Ariès sin embargo, no se priva de la mirada retrospectiva, llegando incluso a dar un lugar importante a los parloteos traídos del seno de la memoria familiar y las imágenes de la infancia: “En realidad, nada menos fútil que esas imágenes nostálgicas e ingenuas. Ellas inspiraron las páginas de mi primer capítulo (‘Un niño descubre la historia’) y constituyen la trama concreta no solo de este libro, sino de toda mi vida. A esa mezcolanza de genealogías, de recuerdos, de leyendas, de lo real y lo imaginario, le puse el nombre de ‘Historia particular’, por oposición a la gran historia, a la historia, revolución”. La memoria del historiador se elabora no sobre la semejanza sino sobre la diferencia. Si otorga un papel decisivo al campo imaginario, lo hace citando a lo que André Malraux bien llamó obra de escritor: “la historia –la que se escribe, esta vez– debe intervenir en los mecanismos de compensación de una sociedad que se ahoga bajo la uniformidad y reacciona aumentado el numero de marginales.

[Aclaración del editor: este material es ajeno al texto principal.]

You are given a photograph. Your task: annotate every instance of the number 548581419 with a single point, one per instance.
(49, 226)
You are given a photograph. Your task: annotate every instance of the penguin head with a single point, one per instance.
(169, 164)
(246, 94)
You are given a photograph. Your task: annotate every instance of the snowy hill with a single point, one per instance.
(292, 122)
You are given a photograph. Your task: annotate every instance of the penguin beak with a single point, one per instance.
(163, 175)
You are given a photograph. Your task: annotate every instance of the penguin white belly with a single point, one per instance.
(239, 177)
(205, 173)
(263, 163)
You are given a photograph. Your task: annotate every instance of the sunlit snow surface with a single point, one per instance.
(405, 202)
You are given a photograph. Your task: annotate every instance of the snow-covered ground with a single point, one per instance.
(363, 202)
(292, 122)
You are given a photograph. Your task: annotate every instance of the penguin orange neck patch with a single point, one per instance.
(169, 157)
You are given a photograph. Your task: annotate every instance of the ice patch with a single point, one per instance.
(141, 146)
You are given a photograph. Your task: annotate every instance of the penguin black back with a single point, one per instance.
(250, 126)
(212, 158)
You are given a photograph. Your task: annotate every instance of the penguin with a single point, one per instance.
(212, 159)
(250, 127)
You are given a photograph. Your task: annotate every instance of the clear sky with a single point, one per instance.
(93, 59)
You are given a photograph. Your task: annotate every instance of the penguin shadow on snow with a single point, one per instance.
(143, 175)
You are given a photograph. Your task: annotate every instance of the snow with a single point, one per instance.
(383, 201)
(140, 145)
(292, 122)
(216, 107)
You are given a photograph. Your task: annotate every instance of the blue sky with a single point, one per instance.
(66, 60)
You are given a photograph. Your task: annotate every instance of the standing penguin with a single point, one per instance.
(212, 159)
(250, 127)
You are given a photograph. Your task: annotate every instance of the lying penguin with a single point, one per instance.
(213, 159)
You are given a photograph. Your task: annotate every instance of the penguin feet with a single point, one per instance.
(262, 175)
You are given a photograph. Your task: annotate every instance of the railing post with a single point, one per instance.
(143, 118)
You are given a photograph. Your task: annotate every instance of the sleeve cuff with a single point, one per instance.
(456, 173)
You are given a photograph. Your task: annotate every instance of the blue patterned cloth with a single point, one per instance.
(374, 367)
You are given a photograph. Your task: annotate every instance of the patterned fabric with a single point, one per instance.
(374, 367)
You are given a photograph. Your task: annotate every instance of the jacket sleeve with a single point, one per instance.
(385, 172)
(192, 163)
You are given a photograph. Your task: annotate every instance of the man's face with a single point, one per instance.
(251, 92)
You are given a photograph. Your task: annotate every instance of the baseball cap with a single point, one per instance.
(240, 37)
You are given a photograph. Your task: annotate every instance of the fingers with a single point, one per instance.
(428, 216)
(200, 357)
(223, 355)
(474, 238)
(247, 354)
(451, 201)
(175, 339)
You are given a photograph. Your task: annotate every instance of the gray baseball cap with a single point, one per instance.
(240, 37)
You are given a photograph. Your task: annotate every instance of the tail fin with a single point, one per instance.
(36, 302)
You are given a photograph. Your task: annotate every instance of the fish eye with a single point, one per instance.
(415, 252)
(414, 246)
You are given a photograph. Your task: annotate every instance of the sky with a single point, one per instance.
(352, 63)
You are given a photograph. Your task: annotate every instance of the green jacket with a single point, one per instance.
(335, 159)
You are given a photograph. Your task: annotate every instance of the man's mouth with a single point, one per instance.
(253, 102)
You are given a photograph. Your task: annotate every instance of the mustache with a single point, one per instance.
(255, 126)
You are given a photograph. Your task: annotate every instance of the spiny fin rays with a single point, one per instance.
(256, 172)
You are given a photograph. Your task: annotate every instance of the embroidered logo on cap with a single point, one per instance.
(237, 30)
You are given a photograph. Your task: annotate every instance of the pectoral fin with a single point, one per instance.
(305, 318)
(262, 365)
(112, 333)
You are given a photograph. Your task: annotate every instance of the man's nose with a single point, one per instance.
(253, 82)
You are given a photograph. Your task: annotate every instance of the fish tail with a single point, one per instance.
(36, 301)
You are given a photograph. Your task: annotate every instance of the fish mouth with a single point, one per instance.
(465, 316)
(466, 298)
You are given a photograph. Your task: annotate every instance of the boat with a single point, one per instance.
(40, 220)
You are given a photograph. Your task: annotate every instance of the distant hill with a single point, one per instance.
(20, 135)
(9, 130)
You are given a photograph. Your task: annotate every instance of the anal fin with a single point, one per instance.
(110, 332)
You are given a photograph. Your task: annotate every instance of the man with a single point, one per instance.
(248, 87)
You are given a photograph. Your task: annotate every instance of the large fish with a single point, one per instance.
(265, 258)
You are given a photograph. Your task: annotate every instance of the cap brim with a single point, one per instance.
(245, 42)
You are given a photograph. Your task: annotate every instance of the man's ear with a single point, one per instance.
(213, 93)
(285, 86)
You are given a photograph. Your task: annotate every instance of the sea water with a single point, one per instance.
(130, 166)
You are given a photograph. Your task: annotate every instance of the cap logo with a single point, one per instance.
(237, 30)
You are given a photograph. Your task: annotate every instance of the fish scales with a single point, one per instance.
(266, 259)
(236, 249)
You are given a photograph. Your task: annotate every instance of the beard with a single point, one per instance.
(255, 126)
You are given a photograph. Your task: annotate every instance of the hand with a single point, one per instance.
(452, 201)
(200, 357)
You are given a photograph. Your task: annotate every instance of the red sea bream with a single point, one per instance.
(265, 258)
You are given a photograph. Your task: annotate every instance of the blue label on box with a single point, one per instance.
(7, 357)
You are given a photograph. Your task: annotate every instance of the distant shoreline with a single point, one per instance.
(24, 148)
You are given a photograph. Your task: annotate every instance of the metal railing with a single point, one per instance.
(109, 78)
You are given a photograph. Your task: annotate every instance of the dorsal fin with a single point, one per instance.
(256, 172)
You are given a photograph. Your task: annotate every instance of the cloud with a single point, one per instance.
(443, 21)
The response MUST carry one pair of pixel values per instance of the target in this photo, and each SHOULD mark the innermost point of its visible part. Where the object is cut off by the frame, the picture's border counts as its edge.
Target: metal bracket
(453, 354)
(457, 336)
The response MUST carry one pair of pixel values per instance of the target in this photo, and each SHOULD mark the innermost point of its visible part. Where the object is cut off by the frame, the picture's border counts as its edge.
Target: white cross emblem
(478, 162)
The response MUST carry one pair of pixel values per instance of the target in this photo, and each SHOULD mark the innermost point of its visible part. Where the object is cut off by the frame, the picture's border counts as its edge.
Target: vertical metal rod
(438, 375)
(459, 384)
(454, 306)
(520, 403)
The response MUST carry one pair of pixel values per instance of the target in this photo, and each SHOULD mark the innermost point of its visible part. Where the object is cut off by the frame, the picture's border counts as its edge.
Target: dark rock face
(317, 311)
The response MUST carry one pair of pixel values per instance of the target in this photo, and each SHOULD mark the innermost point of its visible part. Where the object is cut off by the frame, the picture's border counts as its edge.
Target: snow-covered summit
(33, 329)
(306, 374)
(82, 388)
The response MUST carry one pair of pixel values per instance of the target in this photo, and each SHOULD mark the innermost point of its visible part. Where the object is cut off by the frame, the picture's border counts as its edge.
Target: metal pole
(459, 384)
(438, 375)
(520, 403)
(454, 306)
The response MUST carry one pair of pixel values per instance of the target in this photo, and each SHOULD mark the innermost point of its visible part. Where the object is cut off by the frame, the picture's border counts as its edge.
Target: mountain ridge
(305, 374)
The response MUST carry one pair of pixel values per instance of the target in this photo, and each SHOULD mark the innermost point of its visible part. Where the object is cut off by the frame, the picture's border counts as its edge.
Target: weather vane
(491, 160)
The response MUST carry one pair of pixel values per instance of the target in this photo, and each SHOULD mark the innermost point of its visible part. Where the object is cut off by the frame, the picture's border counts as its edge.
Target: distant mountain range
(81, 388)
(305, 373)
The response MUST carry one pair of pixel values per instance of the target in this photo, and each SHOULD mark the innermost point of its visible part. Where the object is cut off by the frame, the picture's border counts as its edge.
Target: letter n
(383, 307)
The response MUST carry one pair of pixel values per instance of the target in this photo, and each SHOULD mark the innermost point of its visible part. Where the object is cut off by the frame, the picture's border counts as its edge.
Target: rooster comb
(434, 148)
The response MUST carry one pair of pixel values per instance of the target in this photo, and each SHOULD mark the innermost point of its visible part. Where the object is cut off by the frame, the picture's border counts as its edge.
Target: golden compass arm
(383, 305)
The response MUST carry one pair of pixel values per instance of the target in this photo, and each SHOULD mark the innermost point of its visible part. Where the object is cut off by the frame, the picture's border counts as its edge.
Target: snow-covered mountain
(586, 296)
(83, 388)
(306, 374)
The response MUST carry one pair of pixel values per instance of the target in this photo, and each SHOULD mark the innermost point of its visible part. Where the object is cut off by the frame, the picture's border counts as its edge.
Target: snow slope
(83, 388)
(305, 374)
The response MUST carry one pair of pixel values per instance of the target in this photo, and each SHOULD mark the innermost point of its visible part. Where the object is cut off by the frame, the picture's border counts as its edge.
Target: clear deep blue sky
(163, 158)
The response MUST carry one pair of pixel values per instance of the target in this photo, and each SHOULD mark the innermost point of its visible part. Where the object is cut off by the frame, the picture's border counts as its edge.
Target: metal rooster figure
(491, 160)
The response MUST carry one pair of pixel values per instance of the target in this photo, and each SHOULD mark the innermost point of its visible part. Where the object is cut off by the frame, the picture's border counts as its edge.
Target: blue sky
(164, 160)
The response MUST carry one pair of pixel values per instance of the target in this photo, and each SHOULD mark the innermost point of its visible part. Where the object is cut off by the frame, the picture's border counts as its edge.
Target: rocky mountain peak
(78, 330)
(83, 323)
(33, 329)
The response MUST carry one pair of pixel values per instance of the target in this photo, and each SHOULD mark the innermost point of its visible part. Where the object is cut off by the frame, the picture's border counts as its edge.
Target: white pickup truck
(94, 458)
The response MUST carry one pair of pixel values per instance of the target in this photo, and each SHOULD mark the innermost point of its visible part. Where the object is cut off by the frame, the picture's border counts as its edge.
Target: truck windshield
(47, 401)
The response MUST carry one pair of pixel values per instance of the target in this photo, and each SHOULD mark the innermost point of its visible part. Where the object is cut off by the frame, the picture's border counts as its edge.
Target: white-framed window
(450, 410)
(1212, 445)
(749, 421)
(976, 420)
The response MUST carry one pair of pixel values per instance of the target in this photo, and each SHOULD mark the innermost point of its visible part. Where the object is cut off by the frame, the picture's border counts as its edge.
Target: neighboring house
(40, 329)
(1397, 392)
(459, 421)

Para ello tendrá que añadirle una función nueva a aquella antigua ya, de la memoria. Espontáneamente, la sufrida sociedad le pide –como lo hace con la novela– que reconstruya, en un imaginario mas verdadero que el natural, la diversidad de las realidades perdidas”.
Toda la obra de Ariès puede definirse en esas líneas: una historia de las diversidades que incluye una política de la memoria que es una memoria política. Una obra de escritura en la que las “realidades perdidas” que recupera la memoria son también parte estructural del relato historiográfico: lo que no implica en modo alguno un renunciamiento relativista sino que más bien da cuenta de una comprensión cabal, compleja y diversa de la historia.